Beyond the Leeks and Dragons: Get to Know the Real Wales
Published: Wednesday 12th Mar 2014
Written by: Betheny Ellis
Wales – Land of dragons and daffodils, leeks and love spoons, rugby, cheese on toast, mining, male voice choirs, and epiglottis-twisting town names.
Move away from the clichés however, and there is a real country to explore. It has the third best beach in Europe (ninth in the world), and more castles per square mile than anywhere else in the world. It has the world’s largest single span glasshouse and Europe’s largest electricity generating waterwheel. Rough Guides voted Wales the Best Place to Visit in the World 2014.
One thing that strikes you immediately about Wales is its geography. Within its 8,000 square miles Wales is blessed with three National Parks and five Areas of Outstanding Natural Beauty, while 42% of the coastline of South and West Wales is stunning heritage coast.
Dramatic hills and mountain ranges stride across the majority of the country and the biggest of these, Snowdon, is the most visited mountain in the UK. You can climb the mountain by foot or by train, and when you reach the summit you are treated to some of the most amazing views in the whole of Britain.

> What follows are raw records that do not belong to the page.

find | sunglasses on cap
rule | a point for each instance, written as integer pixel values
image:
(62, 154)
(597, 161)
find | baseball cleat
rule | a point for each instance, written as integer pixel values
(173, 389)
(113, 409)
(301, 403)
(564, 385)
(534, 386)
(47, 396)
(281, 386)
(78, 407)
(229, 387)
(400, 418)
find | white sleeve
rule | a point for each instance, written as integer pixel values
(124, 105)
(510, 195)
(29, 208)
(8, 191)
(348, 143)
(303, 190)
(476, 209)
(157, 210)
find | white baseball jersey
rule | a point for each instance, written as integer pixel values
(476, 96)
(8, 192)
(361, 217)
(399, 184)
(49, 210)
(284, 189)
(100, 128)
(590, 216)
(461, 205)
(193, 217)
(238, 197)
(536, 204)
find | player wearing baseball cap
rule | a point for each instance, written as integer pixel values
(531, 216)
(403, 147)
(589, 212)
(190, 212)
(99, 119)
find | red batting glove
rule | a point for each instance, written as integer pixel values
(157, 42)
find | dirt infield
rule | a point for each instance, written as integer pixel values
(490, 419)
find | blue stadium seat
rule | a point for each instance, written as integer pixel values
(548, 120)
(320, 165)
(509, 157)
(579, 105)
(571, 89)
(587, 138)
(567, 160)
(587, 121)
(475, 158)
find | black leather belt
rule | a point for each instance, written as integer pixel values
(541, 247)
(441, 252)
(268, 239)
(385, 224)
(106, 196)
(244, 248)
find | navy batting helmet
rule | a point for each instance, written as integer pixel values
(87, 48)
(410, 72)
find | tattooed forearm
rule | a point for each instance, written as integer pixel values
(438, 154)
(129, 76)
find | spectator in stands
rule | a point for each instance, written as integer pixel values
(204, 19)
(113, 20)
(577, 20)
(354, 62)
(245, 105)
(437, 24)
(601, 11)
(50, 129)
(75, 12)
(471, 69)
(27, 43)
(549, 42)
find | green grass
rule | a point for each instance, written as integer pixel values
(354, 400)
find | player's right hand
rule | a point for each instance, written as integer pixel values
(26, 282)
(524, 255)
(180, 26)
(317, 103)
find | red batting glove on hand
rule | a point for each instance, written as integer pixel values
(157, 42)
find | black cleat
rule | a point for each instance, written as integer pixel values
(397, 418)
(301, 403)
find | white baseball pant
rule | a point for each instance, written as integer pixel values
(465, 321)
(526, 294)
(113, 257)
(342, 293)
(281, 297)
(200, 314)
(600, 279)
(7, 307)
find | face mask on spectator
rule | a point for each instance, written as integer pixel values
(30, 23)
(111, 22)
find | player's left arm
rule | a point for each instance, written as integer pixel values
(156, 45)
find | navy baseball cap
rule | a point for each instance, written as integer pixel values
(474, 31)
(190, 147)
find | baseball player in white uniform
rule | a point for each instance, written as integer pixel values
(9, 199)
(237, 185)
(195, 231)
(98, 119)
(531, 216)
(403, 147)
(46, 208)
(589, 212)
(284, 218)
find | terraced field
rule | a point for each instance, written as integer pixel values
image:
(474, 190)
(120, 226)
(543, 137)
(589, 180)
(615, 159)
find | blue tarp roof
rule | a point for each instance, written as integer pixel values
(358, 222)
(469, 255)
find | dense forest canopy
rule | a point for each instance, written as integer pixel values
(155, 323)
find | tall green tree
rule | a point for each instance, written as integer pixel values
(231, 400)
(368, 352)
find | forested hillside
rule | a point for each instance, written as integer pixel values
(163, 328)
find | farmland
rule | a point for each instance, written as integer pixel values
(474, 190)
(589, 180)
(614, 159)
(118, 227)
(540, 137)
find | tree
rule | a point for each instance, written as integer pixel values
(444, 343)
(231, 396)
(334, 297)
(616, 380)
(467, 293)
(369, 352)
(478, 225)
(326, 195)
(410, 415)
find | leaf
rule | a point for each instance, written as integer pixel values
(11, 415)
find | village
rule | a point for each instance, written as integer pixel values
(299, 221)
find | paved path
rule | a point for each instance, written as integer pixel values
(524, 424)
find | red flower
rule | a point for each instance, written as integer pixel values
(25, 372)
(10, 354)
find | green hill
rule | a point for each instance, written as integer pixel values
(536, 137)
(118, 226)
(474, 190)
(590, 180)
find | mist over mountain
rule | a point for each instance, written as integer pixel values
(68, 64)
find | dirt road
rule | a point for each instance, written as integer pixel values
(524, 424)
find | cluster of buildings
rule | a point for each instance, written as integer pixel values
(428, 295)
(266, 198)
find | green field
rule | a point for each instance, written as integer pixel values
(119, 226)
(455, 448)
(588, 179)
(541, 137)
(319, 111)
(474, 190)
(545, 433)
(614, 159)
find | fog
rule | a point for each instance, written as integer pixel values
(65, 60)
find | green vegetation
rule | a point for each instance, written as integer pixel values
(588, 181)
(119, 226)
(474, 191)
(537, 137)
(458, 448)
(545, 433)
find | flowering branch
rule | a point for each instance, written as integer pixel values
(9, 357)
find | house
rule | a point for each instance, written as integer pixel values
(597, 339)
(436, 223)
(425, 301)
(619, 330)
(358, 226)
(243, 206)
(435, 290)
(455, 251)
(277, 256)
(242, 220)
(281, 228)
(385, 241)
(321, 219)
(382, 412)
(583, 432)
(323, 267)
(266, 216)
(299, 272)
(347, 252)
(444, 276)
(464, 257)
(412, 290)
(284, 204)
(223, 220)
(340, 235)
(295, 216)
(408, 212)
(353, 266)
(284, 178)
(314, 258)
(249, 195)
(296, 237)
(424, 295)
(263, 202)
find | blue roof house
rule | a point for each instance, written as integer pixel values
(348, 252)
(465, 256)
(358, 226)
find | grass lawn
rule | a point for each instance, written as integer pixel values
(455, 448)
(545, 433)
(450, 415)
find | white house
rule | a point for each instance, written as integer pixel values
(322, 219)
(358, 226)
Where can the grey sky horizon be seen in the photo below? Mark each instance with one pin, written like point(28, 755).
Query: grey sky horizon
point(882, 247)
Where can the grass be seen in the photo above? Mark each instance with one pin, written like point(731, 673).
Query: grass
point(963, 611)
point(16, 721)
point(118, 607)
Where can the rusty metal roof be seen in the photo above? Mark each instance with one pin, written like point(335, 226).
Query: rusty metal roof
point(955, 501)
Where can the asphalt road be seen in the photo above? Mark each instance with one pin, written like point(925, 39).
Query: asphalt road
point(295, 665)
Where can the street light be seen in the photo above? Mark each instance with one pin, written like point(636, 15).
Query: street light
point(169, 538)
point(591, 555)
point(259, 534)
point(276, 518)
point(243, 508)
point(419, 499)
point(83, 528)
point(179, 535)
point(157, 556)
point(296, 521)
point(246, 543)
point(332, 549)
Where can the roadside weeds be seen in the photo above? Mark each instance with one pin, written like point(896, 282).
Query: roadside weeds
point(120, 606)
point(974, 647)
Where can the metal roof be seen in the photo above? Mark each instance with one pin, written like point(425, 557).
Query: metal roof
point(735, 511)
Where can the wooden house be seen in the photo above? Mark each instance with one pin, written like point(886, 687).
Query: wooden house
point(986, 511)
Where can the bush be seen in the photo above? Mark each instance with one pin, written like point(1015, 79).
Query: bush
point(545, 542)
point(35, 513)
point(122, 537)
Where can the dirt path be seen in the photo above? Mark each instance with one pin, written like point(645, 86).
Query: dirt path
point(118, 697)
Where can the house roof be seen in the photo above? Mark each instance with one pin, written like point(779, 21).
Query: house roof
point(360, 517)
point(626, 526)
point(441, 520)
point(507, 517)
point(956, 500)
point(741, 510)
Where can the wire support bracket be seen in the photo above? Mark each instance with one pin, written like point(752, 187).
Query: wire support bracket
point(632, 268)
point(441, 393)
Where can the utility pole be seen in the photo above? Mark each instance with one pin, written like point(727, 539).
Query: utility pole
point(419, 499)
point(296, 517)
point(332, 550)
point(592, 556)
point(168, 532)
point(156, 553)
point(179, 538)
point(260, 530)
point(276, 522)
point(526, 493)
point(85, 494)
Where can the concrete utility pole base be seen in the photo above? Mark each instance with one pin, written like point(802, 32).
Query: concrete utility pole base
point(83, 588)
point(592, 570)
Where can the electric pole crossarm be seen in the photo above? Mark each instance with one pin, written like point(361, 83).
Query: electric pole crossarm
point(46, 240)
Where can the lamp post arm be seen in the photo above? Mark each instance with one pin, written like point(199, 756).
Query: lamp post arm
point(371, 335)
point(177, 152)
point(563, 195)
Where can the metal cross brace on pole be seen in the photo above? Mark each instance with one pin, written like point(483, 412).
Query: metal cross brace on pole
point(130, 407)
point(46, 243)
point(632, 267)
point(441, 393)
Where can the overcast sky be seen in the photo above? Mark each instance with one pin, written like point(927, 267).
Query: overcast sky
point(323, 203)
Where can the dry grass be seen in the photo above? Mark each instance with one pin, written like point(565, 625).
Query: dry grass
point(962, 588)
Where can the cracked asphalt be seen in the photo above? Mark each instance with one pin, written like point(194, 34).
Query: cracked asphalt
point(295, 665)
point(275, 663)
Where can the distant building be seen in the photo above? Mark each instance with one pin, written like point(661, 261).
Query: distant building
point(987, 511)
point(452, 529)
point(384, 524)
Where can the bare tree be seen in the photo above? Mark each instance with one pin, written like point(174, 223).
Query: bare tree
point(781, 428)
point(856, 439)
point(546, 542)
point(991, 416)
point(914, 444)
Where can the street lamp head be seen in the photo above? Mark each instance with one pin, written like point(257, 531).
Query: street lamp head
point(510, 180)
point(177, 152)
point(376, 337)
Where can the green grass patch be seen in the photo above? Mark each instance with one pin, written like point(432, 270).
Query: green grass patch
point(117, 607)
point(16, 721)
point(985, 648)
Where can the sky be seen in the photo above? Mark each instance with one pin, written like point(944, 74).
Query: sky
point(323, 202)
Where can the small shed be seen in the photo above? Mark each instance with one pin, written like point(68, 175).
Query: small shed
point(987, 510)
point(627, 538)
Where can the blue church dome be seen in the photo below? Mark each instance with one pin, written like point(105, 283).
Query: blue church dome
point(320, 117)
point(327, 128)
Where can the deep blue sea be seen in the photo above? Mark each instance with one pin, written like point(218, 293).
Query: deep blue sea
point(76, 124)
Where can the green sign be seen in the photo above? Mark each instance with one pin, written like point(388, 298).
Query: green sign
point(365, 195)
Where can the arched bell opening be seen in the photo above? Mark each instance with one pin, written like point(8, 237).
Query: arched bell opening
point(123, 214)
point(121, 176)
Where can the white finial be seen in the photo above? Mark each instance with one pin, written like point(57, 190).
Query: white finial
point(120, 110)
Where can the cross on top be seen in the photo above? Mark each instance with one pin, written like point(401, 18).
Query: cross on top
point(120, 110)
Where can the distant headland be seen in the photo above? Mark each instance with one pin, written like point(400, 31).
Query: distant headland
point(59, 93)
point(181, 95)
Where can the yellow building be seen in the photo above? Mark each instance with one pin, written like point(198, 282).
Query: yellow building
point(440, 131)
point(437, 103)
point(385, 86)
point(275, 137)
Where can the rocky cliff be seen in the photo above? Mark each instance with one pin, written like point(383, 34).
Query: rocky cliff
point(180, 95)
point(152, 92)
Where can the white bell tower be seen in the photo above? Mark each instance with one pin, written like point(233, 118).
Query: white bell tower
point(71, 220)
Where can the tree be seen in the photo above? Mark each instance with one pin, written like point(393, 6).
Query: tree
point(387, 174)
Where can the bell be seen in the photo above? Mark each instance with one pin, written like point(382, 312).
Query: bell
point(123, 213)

With all this rugged terrain, Wales is a paradise for walkers, climbers, and mountain bikers of all abilities.
Wales also has an amazing selection of beaches to visit. Its 750 miles of coastline means there are sands for all, from the watersport friendly beach of Abersoch to the huge Cefn Sidan in Carmarthenshire. Benllech on the Isle of Anglesey is set in a crescent shaped bay and is extremely accessible even for those with pushchairs or in wheelchairs, while Rhossili on the Gower Peninsular has a genuine shipwreck and three miles of golden sands to explore. Wildlife lovers should look to the waters of south-west Wales where they can spot a wide range of aquatic visitors including basking sharks, Atlantic grey seals, leatherback turtles, dolphins, and porpoises. Pembrokeshire and Ceredigion in particular are recognised as an area of international importance for bottlenose dolphins, and New Quay has the only summer residence of bottlenose dolphins in the whole of the UK. In the mid-west of Wales you can find RSPB Ynys-Hir, home to the BBC’s Springwatch for three years.
Golf is often more associated with the Scots, but Wales’ northern cousins certainly don’t have the monopoly on amazing golf courses. Celtic Manor, home of the 2010 British Open, is the marquee name in Wales, but you can pit your handicap against a variety of course types, including links, moorland, woodland, and mountain.
If you’re more of an urban being, why not try a city break? Cardiff has everything you could want on a city break: great architecture, great nightlife, great places to eat and to visit. Just down the road from the Welsh capital is Swansea, which is full of places to go including the award winning National Waterfront Museum, and Swansea Prom. The Dylan Thomas centre is the place to go to find out about Swansea’s most famous son, and LC Swansea is South Wales’ premier waterpark and leisure centre, great for a visit with the kids.